In collaboration with the Grammy Award winning Eighth Blackbird ensemble, the University of Richmond will stage Adams’ monumental ecological composition -Inuksuit (an Inuit word meaning ‘in the capacity of the human’).  The 90-minute composition, scored for 99 drummers, will be performed in the wooded area of the campus along Westhampton Lake. Composed to blend (and confuse) the sounds of nature and humanity, Adams invites us to hear our world as Thoreau heard Walden.
The performance starts at 4:00 p.m. and ends at 5:30.  Parking is available at the Modlin Center for the Arts (for directions click here).

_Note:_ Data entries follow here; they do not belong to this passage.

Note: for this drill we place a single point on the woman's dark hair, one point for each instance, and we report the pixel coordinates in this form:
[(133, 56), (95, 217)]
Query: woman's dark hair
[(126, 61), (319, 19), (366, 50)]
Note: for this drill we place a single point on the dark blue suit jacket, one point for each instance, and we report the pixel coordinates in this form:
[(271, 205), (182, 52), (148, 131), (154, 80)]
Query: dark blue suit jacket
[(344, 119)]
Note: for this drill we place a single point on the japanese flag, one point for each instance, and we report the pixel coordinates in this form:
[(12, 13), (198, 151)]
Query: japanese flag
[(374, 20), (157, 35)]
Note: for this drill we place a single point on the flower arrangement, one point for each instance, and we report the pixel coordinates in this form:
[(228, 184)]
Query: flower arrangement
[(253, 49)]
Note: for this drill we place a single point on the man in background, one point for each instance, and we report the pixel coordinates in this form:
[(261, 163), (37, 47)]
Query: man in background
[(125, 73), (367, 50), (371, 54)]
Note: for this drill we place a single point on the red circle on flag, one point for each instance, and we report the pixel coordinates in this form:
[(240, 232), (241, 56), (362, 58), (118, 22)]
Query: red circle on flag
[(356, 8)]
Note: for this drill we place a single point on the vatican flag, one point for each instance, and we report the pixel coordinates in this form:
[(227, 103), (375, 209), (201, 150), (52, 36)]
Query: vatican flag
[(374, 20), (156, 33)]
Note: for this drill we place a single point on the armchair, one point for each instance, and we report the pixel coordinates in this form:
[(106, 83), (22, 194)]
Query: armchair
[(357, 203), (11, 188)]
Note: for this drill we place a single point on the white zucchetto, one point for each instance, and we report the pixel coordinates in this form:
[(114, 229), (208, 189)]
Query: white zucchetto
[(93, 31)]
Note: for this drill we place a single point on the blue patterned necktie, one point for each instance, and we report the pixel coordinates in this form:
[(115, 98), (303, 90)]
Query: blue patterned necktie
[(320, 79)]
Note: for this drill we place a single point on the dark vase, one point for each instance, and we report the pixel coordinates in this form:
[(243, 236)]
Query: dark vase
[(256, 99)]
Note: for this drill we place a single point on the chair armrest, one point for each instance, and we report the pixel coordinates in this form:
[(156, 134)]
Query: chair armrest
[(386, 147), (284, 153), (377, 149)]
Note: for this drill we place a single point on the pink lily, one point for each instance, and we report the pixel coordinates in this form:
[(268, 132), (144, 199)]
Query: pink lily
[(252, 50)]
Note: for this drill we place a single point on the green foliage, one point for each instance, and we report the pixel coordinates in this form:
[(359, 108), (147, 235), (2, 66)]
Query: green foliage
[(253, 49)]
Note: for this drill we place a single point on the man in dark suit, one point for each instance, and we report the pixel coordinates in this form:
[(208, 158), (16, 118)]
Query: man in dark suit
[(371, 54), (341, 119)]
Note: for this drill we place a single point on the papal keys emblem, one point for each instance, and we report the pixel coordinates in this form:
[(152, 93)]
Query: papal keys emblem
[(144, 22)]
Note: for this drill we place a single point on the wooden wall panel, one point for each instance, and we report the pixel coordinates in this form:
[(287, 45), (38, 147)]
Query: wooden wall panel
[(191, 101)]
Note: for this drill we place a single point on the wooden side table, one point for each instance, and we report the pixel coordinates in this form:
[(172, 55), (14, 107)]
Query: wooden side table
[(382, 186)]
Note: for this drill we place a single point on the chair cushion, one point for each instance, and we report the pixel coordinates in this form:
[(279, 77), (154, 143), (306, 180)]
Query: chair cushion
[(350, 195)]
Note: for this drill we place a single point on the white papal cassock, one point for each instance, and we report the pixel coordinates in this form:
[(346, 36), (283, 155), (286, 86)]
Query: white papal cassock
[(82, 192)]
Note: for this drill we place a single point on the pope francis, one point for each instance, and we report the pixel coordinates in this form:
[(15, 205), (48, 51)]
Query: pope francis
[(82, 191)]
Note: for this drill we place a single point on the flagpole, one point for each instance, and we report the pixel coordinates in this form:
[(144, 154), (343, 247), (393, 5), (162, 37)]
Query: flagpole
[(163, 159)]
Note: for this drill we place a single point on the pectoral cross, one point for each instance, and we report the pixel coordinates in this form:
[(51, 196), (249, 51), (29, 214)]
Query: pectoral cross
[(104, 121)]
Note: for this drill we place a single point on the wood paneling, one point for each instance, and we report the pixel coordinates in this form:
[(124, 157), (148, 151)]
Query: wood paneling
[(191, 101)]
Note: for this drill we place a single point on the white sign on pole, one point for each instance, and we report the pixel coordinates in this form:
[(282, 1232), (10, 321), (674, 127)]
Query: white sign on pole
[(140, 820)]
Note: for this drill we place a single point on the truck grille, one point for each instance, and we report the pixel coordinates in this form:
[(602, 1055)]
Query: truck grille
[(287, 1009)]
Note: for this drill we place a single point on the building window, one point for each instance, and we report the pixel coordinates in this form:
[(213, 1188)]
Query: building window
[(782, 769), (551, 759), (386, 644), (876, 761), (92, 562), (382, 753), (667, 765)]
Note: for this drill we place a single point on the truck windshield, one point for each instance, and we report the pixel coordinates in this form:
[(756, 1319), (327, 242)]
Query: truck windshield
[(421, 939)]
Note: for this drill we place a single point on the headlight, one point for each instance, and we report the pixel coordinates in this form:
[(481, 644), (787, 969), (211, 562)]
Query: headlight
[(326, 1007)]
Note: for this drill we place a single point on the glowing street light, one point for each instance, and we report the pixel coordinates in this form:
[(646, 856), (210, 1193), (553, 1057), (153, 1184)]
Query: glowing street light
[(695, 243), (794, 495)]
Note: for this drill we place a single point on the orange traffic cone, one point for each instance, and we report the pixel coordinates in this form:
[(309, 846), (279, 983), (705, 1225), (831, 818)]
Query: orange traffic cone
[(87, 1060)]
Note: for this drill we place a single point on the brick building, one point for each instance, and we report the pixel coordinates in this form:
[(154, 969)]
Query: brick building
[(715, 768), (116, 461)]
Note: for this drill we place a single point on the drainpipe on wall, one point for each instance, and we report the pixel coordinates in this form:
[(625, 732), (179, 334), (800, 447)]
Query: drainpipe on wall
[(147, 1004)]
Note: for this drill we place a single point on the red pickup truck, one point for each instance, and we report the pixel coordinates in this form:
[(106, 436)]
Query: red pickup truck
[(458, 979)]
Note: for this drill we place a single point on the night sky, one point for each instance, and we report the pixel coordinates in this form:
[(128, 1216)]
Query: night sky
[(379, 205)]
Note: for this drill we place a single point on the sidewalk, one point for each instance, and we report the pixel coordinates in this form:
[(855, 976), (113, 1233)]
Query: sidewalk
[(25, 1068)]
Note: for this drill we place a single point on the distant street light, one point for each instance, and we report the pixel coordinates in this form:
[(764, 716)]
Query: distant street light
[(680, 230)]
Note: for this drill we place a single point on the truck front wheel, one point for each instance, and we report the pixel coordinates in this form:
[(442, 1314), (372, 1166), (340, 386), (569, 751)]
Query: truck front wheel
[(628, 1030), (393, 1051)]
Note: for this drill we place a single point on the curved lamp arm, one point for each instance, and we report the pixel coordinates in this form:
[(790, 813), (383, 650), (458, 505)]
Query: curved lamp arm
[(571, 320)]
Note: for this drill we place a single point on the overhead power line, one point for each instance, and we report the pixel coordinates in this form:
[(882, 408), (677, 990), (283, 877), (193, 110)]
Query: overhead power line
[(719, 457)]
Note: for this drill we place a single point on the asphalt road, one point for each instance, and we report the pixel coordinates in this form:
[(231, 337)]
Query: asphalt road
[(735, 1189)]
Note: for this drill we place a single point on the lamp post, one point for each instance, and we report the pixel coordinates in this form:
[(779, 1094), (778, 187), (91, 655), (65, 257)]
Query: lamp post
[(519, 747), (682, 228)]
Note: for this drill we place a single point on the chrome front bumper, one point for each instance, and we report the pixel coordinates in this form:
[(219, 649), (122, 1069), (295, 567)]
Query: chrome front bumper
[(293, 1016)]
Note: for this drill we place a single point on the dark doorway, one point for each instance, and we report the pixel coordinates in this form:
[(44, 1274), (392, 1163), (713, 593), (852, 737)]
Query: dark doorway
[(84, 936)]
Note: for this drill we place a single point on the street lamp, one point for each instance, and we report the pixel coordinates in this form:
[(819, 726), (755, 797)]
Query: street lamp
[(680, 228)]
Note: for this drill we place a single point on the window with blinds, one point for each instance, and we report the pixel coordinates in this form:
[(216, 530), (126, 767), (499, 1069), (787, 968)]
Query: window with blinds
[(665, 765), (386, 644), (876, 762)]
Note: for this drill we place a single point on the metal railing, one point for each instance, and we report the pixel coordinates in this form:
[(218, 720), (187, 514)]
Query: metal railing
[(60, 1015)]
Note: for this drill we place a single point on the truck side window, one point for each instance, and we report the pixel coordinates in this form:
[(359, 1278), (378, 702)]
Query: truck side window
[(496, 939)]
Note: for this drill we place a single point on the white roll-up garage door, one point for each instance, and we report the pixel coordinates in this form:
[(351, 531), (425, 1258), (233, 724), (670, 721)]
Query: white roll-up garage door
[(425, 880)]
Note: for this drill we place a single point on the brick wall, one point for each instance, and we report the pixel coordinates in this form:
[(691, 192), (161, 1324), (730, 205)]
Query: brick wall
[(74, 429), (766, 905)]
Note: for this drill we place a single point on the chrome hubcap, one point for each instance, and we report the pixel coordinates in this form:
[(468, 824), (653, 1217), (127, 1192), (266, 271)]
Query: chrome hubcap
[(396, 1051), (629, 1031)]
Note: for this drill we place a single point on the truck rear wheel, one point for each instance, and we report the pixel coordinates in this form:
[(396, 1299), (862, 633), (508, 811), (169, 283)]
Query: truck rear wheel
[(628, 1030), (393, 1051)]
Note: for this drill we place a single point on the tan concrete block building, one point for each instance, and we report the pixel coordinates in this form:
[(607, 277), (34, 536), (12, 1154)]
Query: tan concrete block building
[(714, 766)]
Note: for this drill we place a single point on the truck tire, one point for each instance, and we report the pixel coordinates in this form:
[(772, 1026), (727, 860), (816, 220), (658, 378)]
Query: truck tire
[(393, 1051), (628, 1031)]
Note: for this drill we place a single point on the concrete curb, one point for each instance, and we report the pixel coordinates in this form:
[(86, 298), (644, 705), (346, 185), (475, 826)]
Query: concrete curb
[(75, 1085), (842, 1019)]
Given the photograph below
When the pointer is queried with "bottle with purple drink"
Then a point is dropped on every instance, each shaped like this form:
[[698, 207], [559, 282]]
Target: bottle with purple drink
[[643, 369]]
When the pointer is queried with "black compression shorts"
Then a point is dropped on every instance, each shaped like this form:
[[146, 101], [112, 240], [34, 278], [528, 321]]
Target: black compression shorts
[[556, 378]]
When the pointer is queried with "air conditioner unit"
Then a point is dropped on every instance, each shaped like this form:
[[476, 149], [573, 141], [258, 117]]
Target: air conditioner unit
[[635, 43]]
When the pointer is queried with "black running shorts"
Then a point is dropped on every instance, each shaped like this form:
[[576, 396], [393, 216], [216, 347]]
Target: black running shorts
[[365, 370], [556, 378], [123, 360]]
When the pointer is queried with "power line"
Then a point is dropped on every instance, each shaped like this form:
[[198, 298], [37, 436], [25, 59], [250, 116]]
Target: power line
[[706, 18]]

Afterward, for those so inclined, we will make our way to Palani Drive for dinner.
Hope you can join us.
“I went to the woods because I wished to live deliberately, to front only the essential facts of life, and see if I could not learn what it had to teach, and not, when I came to die, discover that I had not lived.” – Henry David Thoreau, Walden
 

1 comment:

  1. I was really blown away by this performance. The blending together of the sounds of the piccolo with the birds and then the fading out of the piccolo with only the bird song remaining really moved me.